To assess phase stability, the cluster variation method (CVM) with a tetrahedron (four‑point) approximation is applied to the FCC sub‑system. Two sets of ECIs are used: one derived from spin‑polarized DFT (including magnetic contributions) and another from non‑spin‑polarized calculations. The magnetic energy lowers the formation enthalpy of Ni‑rich alloys by roughly 30 kJ mol⁻¹, bringing the calculated phase diagram into close agreement with experimental observations. Importantly, the authors redefine the reference state for formation enthalpies: instead of the zero‑pressure elemental phases, they adopt the uniformly compressed elemental states at the same pressure.
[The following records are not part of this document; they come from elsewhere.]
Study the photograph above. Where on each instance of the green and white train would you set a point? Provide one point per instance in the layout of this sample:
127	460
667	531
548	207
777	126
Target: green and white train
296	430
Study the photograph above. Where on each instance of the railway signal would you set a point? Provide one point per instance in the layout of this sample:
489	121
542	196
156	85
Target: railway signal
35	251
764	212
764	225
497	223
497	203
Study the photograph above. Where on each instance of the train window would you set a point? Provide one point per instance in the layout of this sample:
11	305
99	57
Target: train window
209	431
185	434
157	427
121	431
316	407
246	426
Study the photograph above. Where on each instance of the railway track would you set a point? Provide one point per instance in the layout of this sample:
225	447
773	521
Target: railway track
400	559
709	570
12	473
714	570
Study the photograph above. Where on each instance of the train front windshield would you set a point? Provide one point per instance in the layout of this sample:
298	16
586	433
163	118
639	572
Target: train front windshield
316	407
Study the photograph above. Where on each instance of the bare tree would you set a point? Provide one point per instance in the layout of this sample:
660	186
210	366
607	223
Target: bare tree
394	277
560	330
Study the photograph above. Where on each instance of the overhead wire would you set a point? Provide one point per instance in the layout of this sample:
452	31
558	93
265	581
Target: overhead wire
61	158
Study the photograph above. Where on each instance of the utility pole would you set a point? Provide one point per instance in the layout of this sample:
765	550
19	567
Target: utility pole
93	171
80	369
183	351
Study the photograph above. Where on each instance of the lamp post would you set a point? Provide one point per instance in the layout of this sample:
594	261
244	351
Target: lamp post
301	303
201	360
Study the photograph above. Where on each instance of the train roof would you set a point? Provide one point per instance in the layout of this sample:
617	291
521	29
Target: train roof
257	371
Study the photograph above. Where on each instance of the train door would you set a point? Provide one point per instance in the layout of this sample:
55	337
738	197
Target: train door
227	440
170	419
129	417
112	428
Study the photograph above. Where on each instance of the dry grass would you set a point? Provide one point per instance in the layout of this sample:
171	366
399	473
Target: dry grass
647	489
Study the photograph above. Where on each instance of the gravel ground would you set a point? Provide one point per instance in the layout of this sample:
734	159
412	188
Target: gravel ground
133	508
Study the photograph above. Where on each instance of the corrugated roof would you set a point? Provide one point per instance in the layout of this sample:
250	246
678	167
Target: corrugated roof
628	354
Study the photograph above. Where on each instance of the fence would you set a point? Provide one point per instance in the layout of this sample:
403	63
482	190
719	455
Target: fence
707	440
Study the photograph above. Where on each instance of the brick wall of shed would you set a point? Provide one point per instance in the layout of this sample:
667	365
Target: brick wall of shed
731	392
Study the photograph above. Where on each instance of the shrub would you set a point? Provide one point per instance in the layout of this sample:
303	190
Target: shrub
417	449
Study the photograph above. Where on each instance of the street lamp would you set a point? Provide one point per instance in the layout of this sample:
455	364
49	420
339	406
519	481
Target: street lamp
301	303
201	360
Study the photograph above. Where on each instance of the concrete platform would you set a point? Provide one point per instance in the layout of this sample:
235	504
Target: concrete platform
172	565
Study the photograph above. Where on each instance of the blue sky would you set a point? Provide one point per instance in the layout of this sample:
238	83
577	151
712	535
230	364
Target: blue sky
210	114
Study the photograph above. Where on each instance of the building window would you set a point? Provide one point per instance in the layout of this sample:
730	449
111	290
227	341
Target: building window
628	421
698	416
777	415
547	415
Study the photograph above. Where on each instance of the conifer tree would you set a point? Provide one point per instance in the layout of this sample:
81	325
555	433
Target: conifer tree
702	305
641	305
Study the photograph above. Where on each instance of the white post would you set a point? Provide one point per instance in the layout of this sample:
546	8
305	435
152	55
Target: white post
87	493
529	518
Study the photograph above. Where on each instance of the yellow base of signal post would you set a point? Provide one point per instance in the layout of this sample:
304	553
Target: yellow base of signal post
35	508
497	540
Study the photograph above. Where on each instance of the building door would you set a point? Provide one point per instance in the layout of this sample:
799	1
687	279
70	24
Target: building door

This eliminates a systematic “reference‑state error” that has long caused discrepancies between ab‑initio and experimental formation energies.
A novel aspect of the work is the investigation of the pressure dependence of the order‑disorder transition temperature (T_od). By calculating T_od at several pressures using CVM, the authors find that T_od follows the Simon melting equation, T = A (P + P₀)^C, a relationship previously known only for melting points. This empirical law provides a simple yet accurate description of how ordering transitions shift under compression and offers a practical tool for interpreting shock‑wave experiments, where the order‑disorder transition can noticeably affect the Hugoniot curve.
Overall, the study demonstrates that a combined CE‑EOS and CVM approach, together with careful treatment of magnetic contributions and an appropriate pressure‑consistent reference state, yields a highly accurate description of both thermodynamic and mechanical properties of Ni‑Al alloys at extreme conditions. The methodology is readily extensible to other alloy systems, and the identified Simon‑type scaling of T_od opens new avenues for experimental validation and theoretical modeling of high‑pressure phase transformations.